The essays cover many topics, including the editor of the first Native American newspaper, the role of a native Hawaiian in bringing literacy to his home islands, the influence of convents and academies on nineteenth-century literacy, and the future of globalized digital literacies. Contributors include Julie Nelson Christoph, Ellen Cushman, Kim Donehower, Anne Ruggles Gere, Eli Goldblatt, Harvey J. Graff, Gail E. Hawisher, Bruce Horner, David A. Jolliffe, Rhea Estelle Lathan, Min-Zhan Lu, Robyn Lyons-Robinson, Carol Mattingly, Beverly J. Moss, Paul Prior, Cynthia L. Selfe, Michael W. Smith, and Morris Young. Literacy, Economy, and Power also features an introduction exploring the scholarly impact of Brandt's work, written by editors John Duffy, Julie Nelson Christoph, Eli Goldblatt, Nelson Graff, Rebecca Nowacek, and Bryan Trabold. An invaluable tool for literacy studies at the graduate or professional level, Literacy, Economy, and Power provides readers with a wide-ranging view of the work being done in literacy studies today and points to ways researchers might approach the study of literacy in the future.
About the Author: John Duffy is the Francis O'Malley Director of the University Writing Program at the University of Notre Dame. His book, Writing from These Roots: The Historical Development of Literacy in a Hmong American Community, won the 2009 College Composition and Communication Outstanding Book Award.
Julie Nelson Christoph is the director of the Center for Writing, Learning, and Teaching at the University of Puget Sound.
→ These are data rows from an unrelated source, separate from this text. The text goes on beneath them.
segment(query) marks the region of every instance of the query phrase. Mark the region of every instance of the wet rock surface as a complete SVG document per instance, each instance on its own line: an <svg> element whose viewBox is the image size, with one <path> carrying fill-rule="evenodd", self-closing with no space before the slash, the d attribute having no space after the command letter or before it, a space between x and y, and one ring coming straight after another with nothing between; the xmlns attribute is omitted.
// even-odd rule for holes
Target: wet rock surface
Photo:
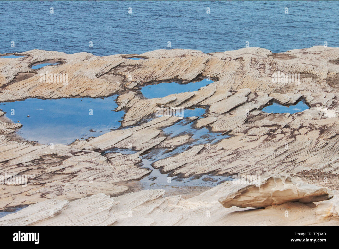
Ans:
<svg viewBox="0 0 339 249"><path fill-rule="evenodd" d="M139 155L164 148L175 152L152 166L170 176L339 173L339 65L333 62L339 57L339 48L316 46L279 54L259 48L210 54L161 49L133 56L147 58L137 60L128 55L100 57L37 49L17 55L24 57L0 59L0 102L116 95L115 110L125 114L118 129L51 149L18 137L20 122L9 122L0 112L0 174L26 175L28 181L25 188L2 185L0 208L101 193L121 195L129 189L121 183L142 179L152 170L141 167ZM46 72L67 74L67 84L41 80ZM300 80L273 80L279 72L300 74ZM198 90L162 98L146 99L140 90L157 83L194 83L208 77L214 82ZM290 105L301 99L309 109L293 114L261 111L273 101ZM208 146L184 134L169 137L163 129L182 119L155 117L162 105L203 107L201 116L185 120L195 128L230 137ZM175 150L190 143L184 151ZM134 152L128 156L105 154L130 148ZM303 180L313 181L308 175L304 174ZM338 186L337 177L328 180L328 186Z"/></svg>

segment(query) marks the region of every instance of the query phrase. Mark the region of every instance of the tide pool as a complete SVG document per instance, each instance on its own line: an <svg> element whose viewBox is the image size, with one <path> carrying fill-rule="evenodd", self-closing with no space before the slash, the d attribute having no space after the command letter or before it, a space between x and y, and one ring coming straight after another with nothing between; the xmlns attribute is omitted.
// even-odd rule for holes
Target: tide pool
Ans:
<svg viewBox="0 0 339 249"><path fill-rule="evenodd" d="M114 111L116 98L28 99L0 103L0 109L13 122L22 124L17 132L24 139L67 144L119 128L124 112Z"/></svg>

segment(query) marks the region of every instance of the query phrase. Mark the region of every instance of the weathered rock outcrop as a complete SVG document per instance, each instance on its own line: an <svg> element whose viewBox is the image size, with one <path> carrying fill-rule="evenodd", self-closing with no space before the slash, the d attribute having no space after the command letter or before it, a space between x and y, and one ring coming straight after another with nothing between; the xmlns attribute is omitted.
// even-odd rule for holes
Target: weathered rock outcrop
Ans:
<svg viewBox="0 0 339 249"><path fill-rule="evenodd" d="M259 48L210 54L161 49L138 55L145 59L139 60L128 59L135 55L100 57L37 49L18 54L25 57L0 59L0 102L117 94L117 110L123 110L126 115L122 122L124 129L69 145L56 145L53 149L19 139L14 134L21 125L2 119L0 174L27 175L29 182L25 188L2 185L1 208L51 198L70 200L101 193L116 195L127 191L128 187L120 183L149 172L140 167L140 154L159 148L172 151L192 141L184 134L178 139L163 133L164 128L179 120L155 118L155 110L162 105L205 108L202 118L186 118L196 128L231 135L208 147L196 143L182 153L156 162L154 167L163 173L188 177L240 172L263 178L267 172L298 174L312 170L334 177L322 186L337 184L338 48L317 46L279 54ZM59 64L31 68L55 62ZM67 84L41 81L40 74L46 71L67 74ZM299 74L300 80L272 80L279 72ZM185 83L208 77L215 82L193 92L147 99L140 91L157 82ZM301 99L310 107L302 112L261 111L274 100L292 105ZM130 155L100 153L131 146L135 153ZM307 175L303 179L307 181Z"/></svg>
<svg viewBox="0 0 339 249"><path fill-rule="evenodd" d="M253 209L225 208L218 202L225 193L241 188L226 182L186 200L178 195L165 197L164 190L154 189L114 198L98 194L69 202L48 200L0 219L0 225L338 225L339 223L336 217L319 219L313 203L288 202Z"/></svg>
<svg viewBox="0 0 339 249"><path fill-rule="evenodd" d="M326 202L322 202L317 205L316 213L322 218L339 216L339 193L335 191L333 198Z"/></svg>
<svg viewBox="0 0 339 249"><path fill-rule="evenodd" d="M234 183L238 184L239 180ZM288 175L276 175L256 183L249 181L236 191L219 199L219 202L225 208L265 207L289 202L310 203L333 196L328 188L309 184Z"/></svg>

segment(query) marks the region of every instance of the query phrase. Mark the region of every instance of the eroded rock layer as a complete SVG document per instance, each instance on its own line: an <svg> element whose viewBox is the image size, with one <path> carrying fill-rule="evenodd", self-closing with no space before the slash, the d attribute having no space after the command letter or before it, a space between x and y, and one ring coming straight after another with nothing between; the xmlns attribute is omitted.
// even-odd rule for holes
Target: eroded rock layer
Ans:
<svg viewBox="0 0 339 249"><path fill-rule="evenodd" d="M202 118L185 118L197 128L231 136L210 146L196 143L156 162L153 167L163 173L263 176L312 170L335 177L320 181L323 186L337 186L339 48L317 46L279 54L259 48L210 54L161 49L138 55L145 59L138 60L128 59L135 55L100 57L37 49L18 54L24 57L0 59L0 102L117 94L117 110L123 109L126 114L120 129L52 148L18 138L14 134L21 125L5 120L0 112L0 174L21 174L28 179L25 188L0 186L0 208L127 191L121 183L150 172L140 167L140 155L161 148L172 151L192 141L163 133L163 128L180 119L156 117L161 105L205 108ZM55 63L59 64L32 68ZM67 74L67 82L43 80L41 75L46 73ZM284 74L299 75L277 79ZM215 82L198 91L151 99L140 91L158 82L185 83L207 77ZM274 101L290 105L302 99L310 107L302 112L261 111ZM128 155L102 153L131 146L135 153ZM306 182L307 175L303 178Z"/></svg>

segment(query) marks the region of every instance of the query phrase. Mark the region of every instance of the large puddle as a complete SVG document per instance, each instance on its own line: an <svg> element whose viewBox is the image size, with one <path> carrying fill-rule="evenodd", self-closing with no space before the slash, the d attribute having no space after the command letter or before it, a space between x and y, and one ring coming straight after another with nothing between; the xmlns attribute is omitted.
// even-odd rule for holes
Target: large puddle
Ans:
<svg viewBox="0 0 339 249"><path fill-rule="evenodd" d="M193 89L193 85L190 84L180 85L175 83L176 88L169 88L168 85L165 86L164 85L159 84L158 86L155 85L156 92L152 93L152 96L148 97L158 97L159 93L161 96L167 96L187 89L196 90L212 82L204 80L200 82L190 83L195 84ZM171 83L161 83L163 84ZM182 86L184 88L180 88ZM172 91L169 92L169 89ZM151 94L151 92L149 92ZM0 109L6 112L5 116L13 122L22 124L22 127L17 132L23 138L43 144L67 144L77 139L84 139L91 137L98 137L118 128L120 126L119 121L121 121L124 112L114 111L117 107L115 102L116 97L51 100L28 99L22 101L0 103ZM162 188L175 186L213 187L225 181L232 180L228 177L206 174L186 178L173 177L171 178L169 182L168 174L162 173L161 169L155 169L152 166L152 164L156 161L182 153L195 145L204 145L208 146L229 137L211 132L206 128L195 127L194 124L196 121L203 117L205 111L206 109L202 108L185 109L183 110L182 120L171 126L162 129L163 134L168 137L167 140L183 135L188 135L190 138L186 143L171 149L161 147L152 149L146 154L139 157L142 160L140 166L152 170L149 175L139 181L145 188L150 186ZM194 117L195 117L192 118ZM138 151L113 149L104 152L103 154L112 152L130 154Z"/></svg>
<svg viewBox="0 0 339 249"><path fill-rule="evenodd" d="M141 88L141 93L145 98L162 98L173 94L197 91L203 86L214 82L212 80L205 79L199 82L191 82L187 84L179 84L175 82L164 82L145 86Z"/></svg>
<svg viewBox="0 0 339 249"><path fill-rule="evenodd" d="M24 138L42 144L67 144L119 128L124 112L114 110L118 106L116 97L27 99L0 103L0 109L13 122L22 124L17 132Z"/></svg>
<svg viewBox="0 0 339 249"><path fill-rule="evenodd" d="M291 114L302 111L310 107L305 103L304 100L302 100L296 104L289 106L283 105L276 102L263 108L263 111L268 113L290 113Z"/></svg>

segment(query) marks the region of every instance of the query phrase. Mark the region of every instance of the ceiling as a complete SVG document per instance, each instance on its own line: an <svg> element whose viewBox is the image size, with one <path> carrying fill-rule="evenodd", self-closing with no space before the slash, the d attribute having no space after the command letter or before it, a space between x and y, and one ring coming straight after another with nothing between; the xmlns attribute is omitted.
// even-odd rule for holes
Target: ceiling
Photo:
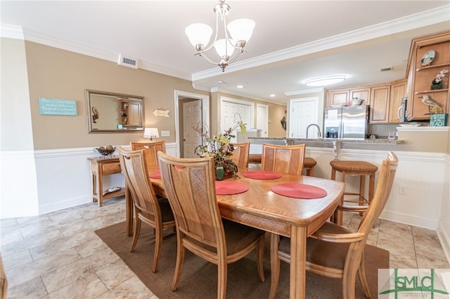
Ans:
<svg viewBox="0 0 450 299"><path fill-rule="evenodd" d="M200 90L286 103L314 91L304 80L318 76L347 77L328 88L404 77L411 38L450 29L450 0L226 0L229 22L248 18L256 27L248 52L222 72L193 56L184 34L193 23L214 28L218 2L1 0L1 36L22 30L27 40L112 61L123 53Z"/></svg>

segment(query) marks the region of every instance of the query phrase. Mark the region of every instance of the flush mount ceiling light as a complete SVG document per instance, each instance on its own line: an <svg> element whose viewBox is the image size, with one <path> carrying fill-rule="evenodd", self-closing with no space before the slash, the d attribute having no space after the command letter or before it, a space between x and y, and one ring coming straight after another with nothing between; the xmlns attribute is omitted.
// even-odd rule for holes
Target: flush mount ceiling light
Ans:
<svg viewBox="0 0 450 299"><path fill-rule="evenodd" d="M185 32L189 39L191 44L195 48L197 53L194 55L202 56L210 63L219 65L225 70L225 68L232 63L240 54L247 51L244 49L245 44L252 37L255 22L250 19L235 20L227 25L226 15L230 11L230 6L226 4L225 0L219 0L220 3L214 7L214 12L216 13L216 34L214 40L210 46L207 46L210 42L210 38L212 34L212 29L206 24L194 23L186 28ZM223 23L225 38L217 39L219 32L219 18ZM210 50L212 46L216 49L217 54L221 57L221 61L218 63L210 59L205 52ZM234 54L234 50L237 50Z"/></svg>
<svg viewBox="0 0 450 299"><path fill-rule="evenodd" d="M340 82L345 79L345 76L343 75L319 77L318 78L309 79L304 82L304 84L309 86L325 86Z"/></svg>

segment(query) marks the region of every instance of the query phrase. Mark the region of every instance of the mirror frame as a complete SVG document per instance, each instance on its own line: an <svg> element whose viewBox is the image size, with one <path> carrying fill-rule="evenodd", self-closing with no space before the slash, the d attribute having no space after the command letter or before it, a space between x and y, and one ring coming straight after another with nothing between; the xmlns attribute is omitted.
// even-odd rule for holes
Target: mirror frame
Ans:
<svg viewBox="0 0 450 299"><path fill-rule="evenodd" d="M139 129L94 129L92 126L93 122L93 113L92 113L92 106L91 102L91 96L92 94L98 94L99 96L108 96L117 97L120 98L127 98L130 101L141 101L141 127ZM141 96L134 96L131 94L117 94L115 92L109 92L109 91L101 91L98 90L92 90L92 89L86 89L86 110L87 110L87 125L88 125L88 133L137 133L137 132L143 132L143 129L145 127L145 98Z"/></svg>

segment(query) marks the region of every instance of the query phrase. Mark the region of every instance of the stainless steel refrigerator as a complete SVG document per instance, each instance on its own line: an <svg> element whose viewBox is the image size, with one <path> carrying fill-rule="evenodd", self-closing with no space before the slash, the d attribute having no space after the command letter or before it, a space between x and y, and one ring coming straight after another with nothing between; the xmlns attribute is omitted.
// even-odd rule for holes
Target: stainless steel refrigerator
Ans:
<svg viewBox="0 0 450 299"><path fill-rule="evenodd" d="M325 108L325 138L364 139L367 135L369 106L368 105Z"/></svg>

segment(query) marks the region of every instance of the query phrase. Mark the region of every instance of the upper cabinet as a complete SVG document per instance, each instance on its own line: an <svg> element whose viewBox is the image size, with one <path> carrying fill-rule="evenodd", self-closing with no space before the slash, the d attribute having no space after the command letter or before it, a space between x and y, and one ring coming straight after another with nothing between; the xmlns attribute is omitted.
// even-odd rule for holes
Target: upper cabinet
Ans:
<svg viewBox="0 0 450 299"><path fill-rule="evenodd" d="M369 122L371 124L387 124L389 122L389 103L391 86L377 85L371 88L371 112Z"/></svg>
<svg viewBox="0 0 450 299"><path fill-rule="evenodd" d="M406 97L406 79L401 79L391 84L391 95L389 103L389 122L400 123L399 108L401 98Z"/></svg>
<svg viewBox="0 0 450 299"><path fill-rule="evenodd" d="M450 68L450 31L413 39L409 52L408 75L408 114L412 120L429 120L430 106L422 100L429 98L437 103L444 113L449 111L449 75L442 86L435 89L432 82L443 70Z"/></svg>

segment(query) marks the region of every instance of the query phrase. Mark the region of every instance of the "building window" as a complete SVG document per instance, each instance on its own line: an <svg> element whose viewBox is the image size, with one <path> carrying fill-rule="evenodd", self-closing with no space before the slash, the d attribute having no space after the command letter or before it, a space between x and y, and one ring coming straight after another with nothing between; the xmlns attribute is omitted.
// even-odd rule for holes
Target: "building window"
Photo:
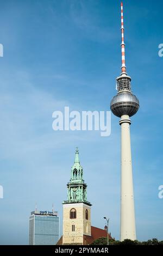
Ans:
<svg viewBox="0 0 163 256"><path fill-rule="evenodd" d="M72 225L72 231L73 232L74 231L74 225Z"/></svg>
<svg viewBox="0 0 163 256"><path fill-rule="evenodd" d="M73 193L72 193L72 199L73 200L75 200L77 199L77 194L76 194L76 192L73 192Z"/></svg>
<svg viewBox="0 0 163 256"><path fill-rule="evenodd" d="M77 211L74 208L70 210L70 218L76 218L77 217Z"/></svg>
<svg viewBox="0 0 163 256"><path fill-rule="evenodd" d="M87 209L85 210L85 218L88 220L88 211Z"/></svg>

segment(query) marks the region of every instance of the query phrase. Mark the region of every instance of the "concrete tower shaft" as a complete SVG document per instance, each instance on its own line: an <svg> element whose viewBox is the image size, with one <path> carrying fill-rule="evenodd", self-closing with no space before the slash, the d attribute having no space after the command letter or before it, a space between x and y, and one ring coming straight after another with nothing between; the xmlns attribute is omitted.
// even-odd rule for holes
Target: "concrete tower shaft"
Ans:
<svg viewBox="0 0 163 256"><path fill-rule="evenodd" d="M116 78L117 94L110 103L113 114L120 117L121 126L121 240L136 239L133 170L130 145L130 117L139 108L138 99L131 90L131 78L127 75L125 63L125 44L123 3L121 4L122 32L122 72Z"/></svg>

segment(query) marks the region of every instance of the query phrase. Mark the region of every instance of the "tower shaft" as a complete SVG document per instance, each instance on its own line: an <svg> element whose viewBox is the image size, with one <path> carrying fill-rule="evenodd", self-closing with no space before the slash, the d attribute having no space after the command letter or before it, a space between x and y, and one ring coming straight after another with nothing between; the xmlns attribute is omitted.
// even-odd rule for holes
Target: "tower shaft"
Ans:
<svg viewBox="0 0 163 256"><path fill-rule="evenodd" d="M129 117L123 115L121 126L121 241L136 239Z"/></svg>
<svg viewBox="0 0 163 256"><path fill-rule="evenodd" d="M117 94L110 103L113 114L121 118L121 240L136 237L135 220L133 192L133 170L130 145L129 117L139 108L139 101L131 90L131 77L126 72L123 3L121 4L122 33L122 67L120 76L116 78Z"/></svg>

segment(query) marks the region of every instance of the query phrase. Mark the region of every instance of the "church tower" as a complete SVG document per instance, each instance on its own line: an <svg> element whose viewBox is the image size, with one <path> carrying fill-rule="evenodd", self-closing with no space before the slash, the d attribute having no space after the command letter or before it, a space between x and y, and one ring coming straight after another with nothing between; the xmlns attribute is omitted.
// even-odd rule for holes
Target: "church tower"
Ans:
<svg viewBox="0 0 163 256"><path fill-rule="evenodd" d="M83 180L78 148L67 186L67 200L62 203L62 244L82 245L84 235L91 236L91 204L87 200L87 185Z"/></svg>

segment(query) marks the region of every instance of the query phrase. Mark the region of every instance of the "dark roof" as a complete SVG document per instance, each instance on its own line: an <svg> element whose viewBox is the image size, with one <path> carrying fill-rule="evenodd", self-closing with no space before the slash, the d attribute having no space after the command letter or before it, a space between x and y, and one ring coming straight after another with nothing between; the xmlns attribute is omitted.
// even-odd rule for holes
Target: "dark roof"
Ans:
<svg viewBox="0 0 163 256"><path fill-rule="evenodd" d="M96 227L91 226L91 235L83 235L83 244L84 245L90 245L96 239L98 239L101 237L107 237L108 233L104 229L96 228ZM109 237L110 239L112 239L111 236L109 234ZM61 245L62 244L62 236L60 237L57 245Z"/></svg>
In 2010 she received a Fulbright Fellowship as a visiting lecturer at the State University of Zanzibar.
Eli Goldblatt is the director of first-year writing at Temple University. His book Because We Live Here: Sponsoring Literacy beyond the College Curriculum, won the 2008 Best Book Award from the Council of Writing Program Administrators.
Nelson Graff is the coordinator of English education at San Francisco State University. His research and articles have been published in English Journal, Journal of Adolescent and Adult Literacy, and Educational Research.
Rebecca S. Nowacek is the director of the Ott Memorial Writing Center at Marquette University. Her book Agents of Integration: Understanding Transfer as a Rhetorical Act was published by Southern Illinois University Press in 2011.
Bryan Trabold is an associate professor of English at Suffolk University. His articles on the rhetoric of South African resistance to apartheid have appeared in College English, South African Historical Journal, and College Composition and Communication.